Их судно в три раза крупнее, чем мое, и верхняя часть форштевня возвышается более чем на два метра над нашим планширем.
При столь сильной бортовой качке форштевень, который то взмывает вверх, то обрушивается вниз, подобный огромному топору, представляет для нас невероятную опасность. Через секунду этот призрак появляется из мрака в брызгах пены. Еще несколько мгновений — и он, нависнув над нами, уже грозит разбить мое судно вдребезги, как яичную скорлупу. Ему же подобное столкновение не принесет серьезных неприятностей, самое большее — он обдерет краску на передней части корпуса.

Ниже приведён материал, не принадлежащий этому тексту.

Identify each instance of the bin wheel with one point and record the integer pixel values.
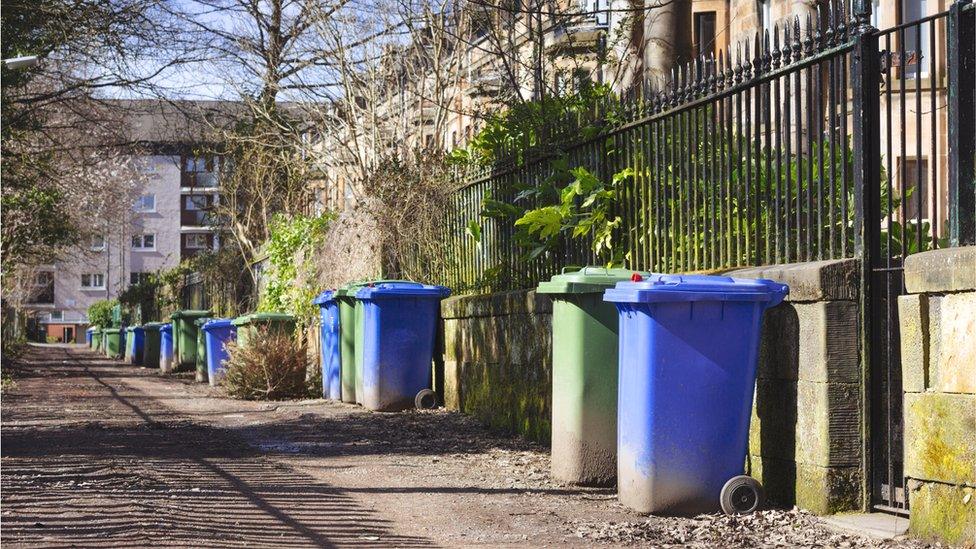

Я пытаюсь уйти с его дороги, подняв парус. Но фал был использован в других маневрах. Положение усугубляется паникой, охватившей мой экипаж: поднять парус невозможно.
Идущее на абордаж судно подплывает все ближе. Ему ничего не стоит изменить курс.
Я ору им что есть мочи, требуя повернуть вправо, а сам в это время пытаюсь попасть под ветер, чтобы набрать хоть какую-то скорость, но руль не действует. Кажется, что мое судно парализовала угрожающая ему опасность. Жуткое ощущение кошмара.
Несмотря на извергаемые мною проклятья и вопли всей моей команды, грозный форштевень по-прежнему нацелен на середину корпуса, словно он подчиняется чьей-то непреклонной воле.